Once the deer was strong enough to stand on its own and walk again, she immediately began following Suhr everywhere, including inside the house and around the yard. Within a week, the special little visitor, which Suhr affectionately named Anna Beth, had already become part of the family. They even took a road trip together to their lake house -- Anna Beth shared the car's backseat with Tundra. Despite their easy union, Suhr always knew their precious time together was limited.
"There's just so much that I couldn't provide for her, so I looked online for a local animal refuge for deer and found one that's registered to foster deer only 15 miles away," said Suhr, who later found out that New York fines people for illegally keeping a pet deer.

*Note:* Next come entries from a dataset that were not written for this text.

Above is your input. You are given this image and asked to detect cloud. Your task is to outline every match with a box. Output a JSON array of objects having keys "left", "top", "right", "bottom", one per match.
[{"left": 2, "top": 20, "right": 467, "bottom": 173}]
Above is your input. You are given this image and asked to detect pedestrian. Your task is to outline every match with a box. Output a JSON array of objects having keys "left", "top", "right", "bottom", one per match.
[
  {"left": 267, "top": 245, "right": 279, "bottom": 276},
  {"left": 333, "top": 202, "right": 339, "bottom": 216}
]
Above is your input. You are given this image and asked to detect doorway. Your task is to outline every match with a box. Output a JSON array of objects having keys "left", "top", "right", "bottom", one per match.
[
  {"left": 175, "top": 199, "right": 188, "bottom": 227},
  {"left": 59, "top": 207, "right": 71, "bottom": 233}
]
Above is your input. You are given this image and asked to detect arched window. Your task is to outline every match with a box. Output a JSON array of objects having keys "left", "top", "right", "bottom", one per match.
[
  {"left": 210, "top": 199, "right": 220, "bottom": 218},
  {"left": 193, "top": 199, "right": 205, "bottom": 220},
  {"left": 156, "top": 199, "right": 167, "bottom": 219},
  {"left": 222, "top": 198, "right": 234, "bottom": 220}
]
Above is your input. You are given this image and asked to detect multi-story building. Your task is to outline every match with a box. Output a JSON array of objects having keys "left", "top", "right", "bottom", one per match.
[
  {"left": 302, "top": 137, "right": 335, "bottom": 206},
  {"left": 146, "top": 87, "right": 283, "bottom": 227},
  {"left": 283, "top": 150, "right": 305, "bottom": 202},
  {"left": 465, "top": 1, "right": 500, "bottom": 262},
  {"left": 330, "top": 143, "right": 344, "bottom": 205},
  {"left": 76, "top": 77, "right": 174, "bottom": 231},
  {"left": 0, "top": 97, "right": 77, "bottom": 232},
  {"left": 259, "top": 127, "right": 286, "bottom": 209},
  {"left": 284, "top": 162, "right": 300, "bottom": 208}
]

Although she was sad to let her go, Suhr knew she was leaving the doe in good, capable hands.
"When we dropped off Anna Beth, deer were coming up to us, like in a petting zoo, and I thought, 'I want to be this lady.'" No, seriously.
"When I'm done being a pro athlete, I'm going to open an animal refuge for deer," she said, only half joking. "Also, I want Rick to dig a pond and fill it with swans."
For now, her Snow White dreams will have to be put on hold while she prepares to defend her gold medal at the 2016 Olympics in Rio de Janeiro, starting with the 2013 USA Outdoor Track & Field Championships in Des Moines, Iowa, later this week.